Page 2
By late morning, the caravan has moved on, but the widow hasn’t.
Her pale horse stays stabled by the inn, where she remains inside her room, the curtains drawn.
The hours pass, and as they do, the widow requests no water or wine, accepts no offered food, till some wonder if she means to become a saint.
If it is piety, it is surely the strongest kind. If it is sickness, they want no part.
The hours pass, and as they do, the gossip spreads like shadow, and here is what it says:
Perhaps she is old.
Perhaps she is weak.
Perhaps she needs rest.
Perhaps she is sick.
Perhaps the journey is too much.
Perhaps the heat—
Perhaps the sun—
There is no consensus, save that the men do not like her. They treat her like a nuisance, a parcel dislodged off another pilgrim’s horse.
“What kind of woman travels by herself?” they gripe.
“What kind of woman stays behind alone?”
The answer is, of course, a widow.
But there is another word that trails behind it, in a whisper.
( Witch. )
But then, a witch would never go on pilgrimage.

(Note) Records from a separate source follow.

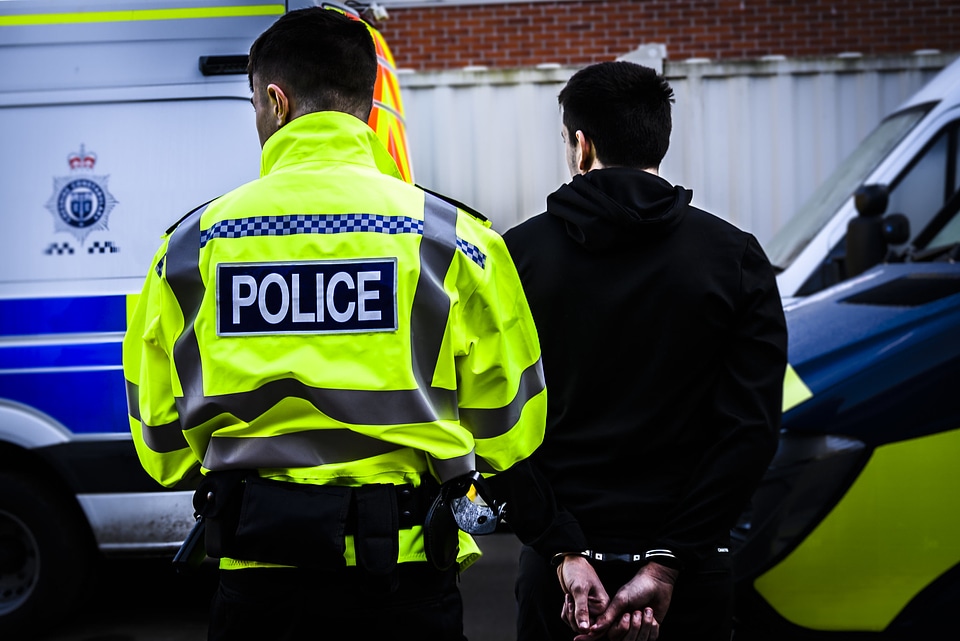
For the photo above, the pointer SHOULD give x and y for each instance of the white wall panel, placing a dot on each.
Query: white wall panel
(751, 139)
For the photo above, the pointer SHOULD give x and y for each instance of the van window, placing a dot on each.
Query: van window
(923, 190)
(797, 233)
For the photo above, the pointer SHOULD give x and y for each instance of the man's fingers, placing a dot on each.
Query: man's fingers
(581, 610)
(651, 624)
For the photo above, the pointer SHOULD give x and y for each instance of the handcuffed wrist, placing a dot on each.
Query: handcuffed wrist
(558, 558)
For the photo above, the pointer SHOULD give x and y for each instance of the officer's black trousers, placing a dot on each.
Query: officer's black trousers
(299, 605)
(701, 608)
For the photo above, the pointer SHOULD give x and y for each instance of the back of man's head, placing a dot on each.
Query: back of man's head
(624, 109)
(324, 60)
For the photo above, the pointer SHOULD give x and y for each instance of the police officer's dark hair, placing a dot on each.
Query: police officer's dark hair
(322, 58)
(624, 108)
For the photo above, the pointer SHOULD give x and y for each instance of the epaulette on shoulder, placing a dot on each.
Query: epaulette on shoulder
(187, 215)
(456, 203)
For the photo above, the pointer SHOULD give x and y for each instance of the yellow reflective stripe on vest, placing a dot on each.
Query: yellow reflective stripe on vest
(795, 391)
(140, 15)
(159, 438)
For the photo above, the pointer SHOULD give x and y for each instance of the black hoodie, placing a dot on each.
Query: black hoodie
(664, 347)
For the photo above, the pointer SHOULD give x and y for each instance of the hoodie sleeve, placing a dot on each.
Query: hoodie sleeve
(747, 410)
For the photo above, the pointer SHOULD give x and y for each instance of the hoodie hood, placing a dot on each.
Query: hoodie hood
(614, 206)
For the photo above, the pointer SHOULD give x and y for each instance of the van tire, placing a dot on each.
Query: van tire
(46, 555)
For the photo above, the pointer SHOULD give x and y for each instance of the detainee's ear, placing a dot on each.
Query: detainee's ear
(586, 152)
(279, 104)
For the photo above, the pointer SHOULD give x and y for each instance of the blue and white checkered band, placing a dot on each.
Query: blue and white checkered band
(307, 297)
(326, 224)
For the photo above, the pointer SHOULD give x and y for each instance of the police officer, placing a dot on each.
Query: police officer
(325, 346)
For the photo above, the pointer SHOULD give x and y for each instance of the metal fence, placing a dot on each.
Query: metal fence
(751, 139)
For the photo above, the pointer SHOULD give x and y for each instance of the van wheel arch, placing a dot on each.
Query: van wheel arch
(47, 552)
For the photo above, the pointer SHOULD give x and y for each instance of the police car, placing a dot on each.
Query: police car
(141, 112)
(855, 529)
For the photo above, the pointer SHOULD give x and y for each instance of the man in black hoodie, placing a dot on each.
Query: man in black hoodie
(664, 349)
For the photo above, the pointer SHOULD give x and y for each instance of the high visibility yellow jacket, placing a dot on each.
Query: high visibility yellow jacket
(332, 324)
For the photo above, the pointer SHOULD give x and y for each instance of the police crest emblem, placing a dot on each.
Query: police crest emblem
(81, 202)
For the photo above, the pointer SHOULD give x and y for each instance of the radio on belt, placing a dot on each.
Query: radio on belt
(307, 297)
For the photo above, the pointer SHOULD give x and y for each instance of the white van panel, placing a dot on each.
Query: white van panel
(144, 165)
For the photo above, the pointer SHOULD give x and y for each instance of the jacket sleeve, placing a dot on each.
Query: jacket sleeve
(747, 409)
(148, 372)
(506, 356)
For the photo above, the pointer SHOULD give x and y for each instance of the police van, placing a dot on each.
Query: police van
(913, 153)
(116, 118)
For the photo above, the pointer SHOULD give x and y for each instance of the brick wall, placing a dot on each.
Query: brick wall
(585, 31)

Whatever the reason, the men lean away, but the women —they have always had a taste for gossip. They arrive at the widow’s door throughout the day, pass an hour in her room, perhaps for company, or charity, or simply talk, a chance to hear where she has been, where she is going.
María thinks of the wooden crate, and wonders if the widow is selling something. It happens often enough—pilgrims act like ants, carrying things along the road, tracking other places in like mud on the bottom of their feet.
Her mother clucks her tongue, and hands her a basket of freshly mended things.
She does not like the widow, and has been out of sorts since she arrived. But when María asks why, she will not say, only crosses herself, a gesture that piques María’s interest as she takes the basket and sets off for the families Baltierra and Munoz and Cordona.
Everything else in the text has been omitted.